One of the hallmark reactions catalyzed by flavin-dependent enzymes is the incorporation of an oxygen atom derived from dioxygen into organic substrates. For many decades, these flavin monooxygenases were assumed to use exclusively the flavin-C4a-(hydro)peroxide as their oxygen-transferring intermediate. We demonstrate that flavoenzymes may instead employ a flavin-N5-peroxide as a soft α-nucleophile for catalysis, which enables chemistry not accessible to canonical monooxygenases. This includes, for example, the redox-neutral cleavage of carbon-hetero bonds or the dehalogenation of inert environmental pollutants via atypical oxygenations. We furthermore identify a shared structural motif for dioxygen activation and N5-functionalization, suggesting a conserved pathway that may be operative in numerous characterized and uncharacterized flavoenzymes from diverse organisms. Our findings show that overlooked flavin-N5-oxygen adducts are more widespread and may facilitate versatile chemistry, thus upending the notion that flavin monooxygenases exclusively function as nature’s equivalents to organic peroxides in synthetic chemistry.

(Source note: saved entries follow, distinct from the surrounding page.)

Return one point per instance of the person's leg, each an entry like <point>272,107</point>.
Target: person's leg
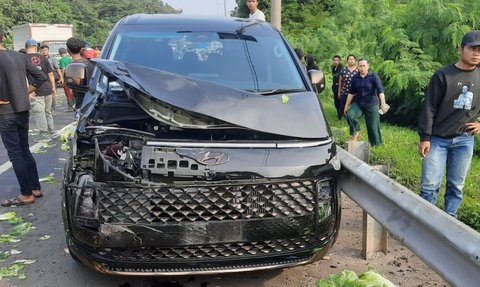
<point>69,96</point>
<point>354,113</point>
<point>37,107</point>
<point>49,113</point>
<point>341,107</point>
<point>11,141</point>
<point>22,125</point>
<point>433,166</point>
<point>458,163</point>
<point>372,120</point>
<point>336,101</point>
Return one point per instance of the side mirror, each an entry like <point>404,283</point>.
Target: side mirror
<point>75,77</point>
<point>317,79</point>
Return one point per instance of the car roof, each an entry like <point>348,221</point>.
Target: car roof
<point>191,22</point>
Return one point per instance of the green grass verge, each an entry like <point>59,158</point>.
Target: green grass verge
<point>399,152</point>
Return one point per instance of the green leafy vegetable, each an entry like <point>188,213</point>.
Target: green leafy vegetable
<point>348,278</point>
<point>44,237</point>
<point>49,178</point>
<point>7,215</point>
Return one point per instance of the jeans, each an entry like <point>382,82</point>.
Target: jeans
<point>14,133</point>
<point>41,109</point>
<point>372,120</point>
<point>454,153</point>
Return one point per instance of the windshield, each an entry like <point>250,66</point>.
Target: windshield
<point>259,63</point>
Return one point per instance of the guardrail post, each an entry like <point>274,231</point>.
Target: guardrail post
<point>374,235</point>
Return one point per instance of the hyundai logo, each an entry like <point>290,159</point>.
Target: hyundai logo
<point>212,158</point>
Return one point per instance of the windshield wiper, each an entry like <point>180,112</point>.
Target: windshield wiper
<point>280,91</point>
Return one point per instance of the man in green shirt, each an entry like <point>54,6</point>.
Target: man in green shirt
<point>62,64</point>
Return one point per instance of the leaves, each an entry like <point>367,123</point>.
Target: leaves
<point>45,237</point>
<point>348,278</point>
<point>7,215</point>
<point>49,178</point>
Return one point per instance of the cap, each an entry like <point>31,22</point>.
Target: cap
<point>31,42</point>
<point>471,39</point>
<point>89,53</point>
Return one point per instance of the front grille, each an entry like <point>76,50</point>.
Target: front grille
<point>174,204</point>
<point>220,251</point>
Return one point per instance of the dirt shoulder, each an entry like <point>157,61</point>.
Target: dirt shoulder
<point>399,265</point>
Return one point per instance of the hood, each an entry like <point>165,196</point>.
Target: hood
<point>295,114</point>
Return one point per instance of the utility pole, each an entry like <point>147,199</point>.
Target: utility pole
<point>276,13</point>
<point>31,14</point>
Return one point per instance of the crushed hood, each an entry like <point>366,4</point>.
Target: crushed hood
<point>296,115</point>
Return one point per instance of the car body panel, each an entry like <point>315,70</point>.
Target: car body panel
<point>175,173</point>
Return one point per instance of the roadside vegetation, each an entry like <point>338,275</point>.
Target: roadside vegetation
<point>405,42</point>
<point>400,154</point>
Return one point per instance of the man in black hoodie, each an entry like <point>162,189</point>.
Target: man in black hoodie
<point>14,118</point>
<point>447,124</point>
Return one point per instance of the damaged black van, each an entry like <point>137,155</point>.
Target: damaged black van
<point>201,148</point>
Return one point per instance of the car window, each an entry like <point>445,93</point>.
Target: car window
<point>259,63</point>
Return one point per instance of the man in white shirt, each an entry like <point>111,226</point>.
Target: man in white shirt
<point>255,13</point>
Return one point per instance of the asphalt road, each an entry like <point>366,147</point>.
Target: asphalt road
<point>55,267</point>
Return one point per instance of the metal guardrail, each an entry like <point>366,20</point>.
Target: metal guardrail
<point>448,246</point>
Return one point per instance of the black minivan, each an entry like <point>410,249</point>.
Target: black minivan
<point>201,148</point>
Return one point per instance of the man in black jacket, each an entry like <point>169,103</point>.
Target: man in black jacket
<point>447,124</point>
<point>14,118</point>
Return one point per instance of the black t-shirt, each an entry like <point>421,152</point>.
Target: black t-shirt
<point>14,68</point>
<point>452,99</point>
<point>42,64</point>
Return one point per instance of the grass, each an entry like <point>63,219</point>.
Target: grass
<point>400,154</point>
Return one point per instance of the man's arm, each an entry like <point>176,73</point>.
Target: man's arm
<point>340,79</point>
<point>433,95</point>
<point>381,94</point>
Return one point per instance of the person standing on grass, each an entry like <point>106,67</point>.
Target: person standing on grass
<point>447,124</point>
<point>344,80</point>
<point>255,13</point>
<point>14,120</point>
<point>364,98</point>
<point>336,69</point>
<point>74,49</point>
<point>41,103</point>
<point>62,64</point>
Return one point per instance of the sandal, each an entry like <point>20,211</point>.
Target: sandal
<point>16,201</point>
<point>37,193</point>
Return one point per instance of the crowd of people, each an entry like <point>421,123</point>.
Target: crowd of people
<point>28,86</point>
<point>447,122</point>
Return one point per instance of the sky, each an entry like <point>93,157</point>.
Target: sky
<point>203,7</point>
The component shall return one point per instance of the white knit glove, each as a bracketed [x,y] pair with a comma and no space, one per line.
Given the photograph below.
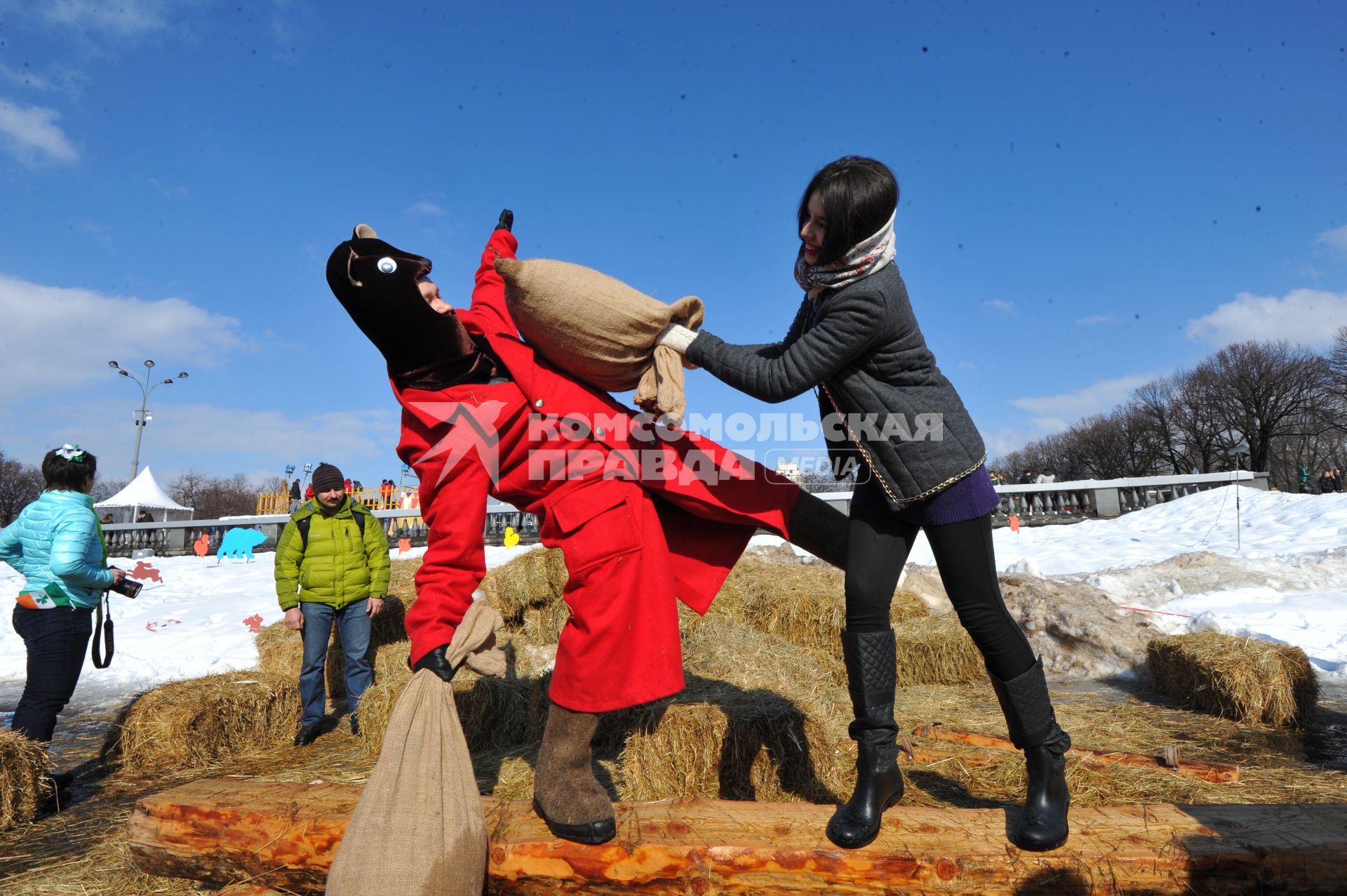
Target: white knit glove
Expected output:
[676,336]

黄素依赖性酶催化的标志性反应之一是将衍生自分子氧的氧原子结合到有机底物中。几十年来，这些黄素单加氧酶被认为只使用黄素-C4a-(氢)过氧化物作为它们的氧转移中间体。我们证明了黄素酶可以替代使用黄素-N5-过氧化物作为催化的软α-亲核试剂，这使得经典单加氧酶无法获得化学。这包括，例如，碳杂键的氧化还原中性裂解或惰性环境污染物通过非典型氧化作用的脱卤。我们进一步确定了分子氧激活和 N5 功能化的共享结构基序，表明可能在来自不同生物的许多特征和未特征的黄素酶中起作用的保守途径。我们的研究结果表明，被忽视的黄素-N5-氧加合物更为普遍，并可能促进多功能化学，从而颠覆了黄素单加氧酶在合成化学中仅作为有机过氧化物的天然等效物的观点。